Non-GAAP Financial Measures
This release uses certain non-GAAP measures such as Adjusted
EBITDA, whose most directly comparable GAAP measure is net loss.
These non-GAAP measures are not substitutes for their most directly
comparable GAAP measures. Such financial information may not have
been audited, reviewed or verified by any independent accounting
firm. The inclusion of such financial information in this release
or any related discussion should not be regarded as a
representation or warranty by the Company or any of its
representatives as to the accuracy or completeness of such
information's portrayal of the Company's financial condition or
results of operations and should not be relied upon in the absence
of reviewing the Company's GAAP results, such as those presented in
its Form 10-Ks and Form 10-Qs. The principal limitation of these
non-GAAP financial measures is that they exclude certain expenses
and income that are required by GAAP to be recorded in the
Company's financial statements. In addition, they are subject to
inherent limitations as they reflect the exercise of judgment by
management about which expense and income are excluded or included
in determining these non-GAAP financial measures. We believe that
these non-GAAP measures provide useful supplemental information in
evaluating the performance of our business and provide greater
understanding with respect to the results of our operations. We
also believe that these non-GAAP financial measures facilitate
company-to-company operating performance comparisons by backing out
interest expense, taxes, amortization, depreciation, certain
non-recurring charges unrelated to operating performance and
certain other adjustments. The Company's management uses the
non-GAAP financial measures as operating performance measures and
as an integral part of its reporting and planning processes and to,
among other things: (i) monitor and evaluate the performance of the
Company's business operations, financial performance and overall
liquidity; (ii) facilitate management's internal comparisons of the
Company's historical operating performance of its business
operations; (iii) facilitate management's external comparisons of
the results of its overall business to the historical operating
performance of other companies that may have different capital
structures and debt levels; (iv) review and assess the operating
performance of the Company's management team and, together with
other operational objectives, as a measure in evaluating employee
compensation, including bonuses and other incentive compensation;
(v) analyze and evaluate financial and strategic planning decisions
regarding future operating investments; and (vi) plan for and
prepare future annual operating budgets and determine appropriate
levels of operating investments. We believe these non-GAAP
financial measures provide an additional tool, when used in
combination with GAAP measures, for our management and investors to
use in evaluating ongoing operating results and trends and in
comparing our financial measures with other similar companies.

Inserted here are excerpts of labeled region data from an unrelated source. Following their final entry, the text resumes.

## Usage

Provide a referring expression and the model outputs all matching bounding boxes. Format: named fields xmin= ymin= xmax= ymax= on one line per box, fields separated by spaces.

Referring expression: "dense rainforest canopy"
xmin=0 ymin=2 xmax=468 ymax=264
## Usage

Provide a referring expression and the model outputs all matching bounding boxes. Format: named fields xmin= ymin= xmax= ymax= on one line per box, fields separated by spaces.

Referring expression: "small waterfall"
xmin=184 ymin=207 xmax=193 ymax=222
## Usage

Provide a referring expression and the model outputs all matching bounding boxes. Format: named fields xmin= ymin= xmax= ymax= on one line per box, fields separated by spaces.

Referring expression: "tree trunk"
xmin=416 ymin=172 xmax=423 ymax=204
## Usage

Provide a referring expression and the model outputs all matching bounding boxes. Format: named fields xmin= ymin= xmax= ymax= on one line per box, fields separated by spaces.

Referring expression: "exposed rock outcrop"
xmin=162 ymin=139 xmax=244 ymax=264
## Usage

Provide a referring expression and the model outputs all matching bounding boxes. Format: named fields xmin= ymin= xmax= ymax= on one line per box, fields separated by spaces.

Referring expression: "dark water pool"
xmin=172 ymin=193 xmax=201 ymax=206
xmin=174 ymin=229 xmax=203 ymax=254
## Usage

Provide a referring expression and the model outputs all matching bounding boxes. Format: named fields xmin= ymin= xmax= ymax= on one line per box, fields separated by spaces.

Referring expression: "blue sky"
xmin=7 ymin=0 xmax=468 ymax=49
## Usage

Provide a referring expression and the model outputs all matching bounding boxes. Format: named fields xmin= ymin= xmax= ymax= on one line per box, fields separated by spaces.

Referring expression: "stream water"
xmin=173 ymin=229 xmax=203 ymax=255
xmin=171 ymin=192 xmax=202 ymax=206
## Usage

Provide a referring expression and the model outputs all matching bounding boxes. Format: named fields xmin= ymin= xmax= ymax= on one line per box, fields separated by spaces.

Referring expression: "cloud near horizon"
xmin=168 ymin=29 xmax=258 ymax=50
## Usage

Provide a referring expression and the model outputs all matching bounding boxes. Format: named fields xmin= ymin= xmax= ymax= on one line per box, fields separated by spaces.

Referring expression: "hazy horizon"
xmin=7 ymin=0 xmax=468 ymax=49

Management believes that the non-GAAP financial measures provide
useful information to investors about the performance of the
Company's overall business because such measures eliminate the
effects of certain charges that are not directly attributable to
the Company's underlying operating performance. Additionally,
management believes that providing the non-GAAP financial measures
enhances the comparability for investors in assessing the Company's
financial reporting. We do not consider these non-GAAP measures in
isolation or as an alternative to financial measures determined in
accordance with GAAP. Accordingly, the Company believes that the
presentation of the non-GAAP measures, when used in conjunction
with GAAP financial measures, are useful financial analytical
measures that are used by management, as described above, and
therefore can assist investors in assessing the Company's financial
condition, operating performance and underlying strength. The
non-GAAP financial measures should not be considered in isolation
or as a substitute for their respective most directly comparable As
Reported financial measures prepared in accordance with GAAP, such
as net income/loss, operating income/loss, diluted earnings/loss
per share or net cash provided by (used in) operating activities.
Other companies may define such non-GAAP measures differently.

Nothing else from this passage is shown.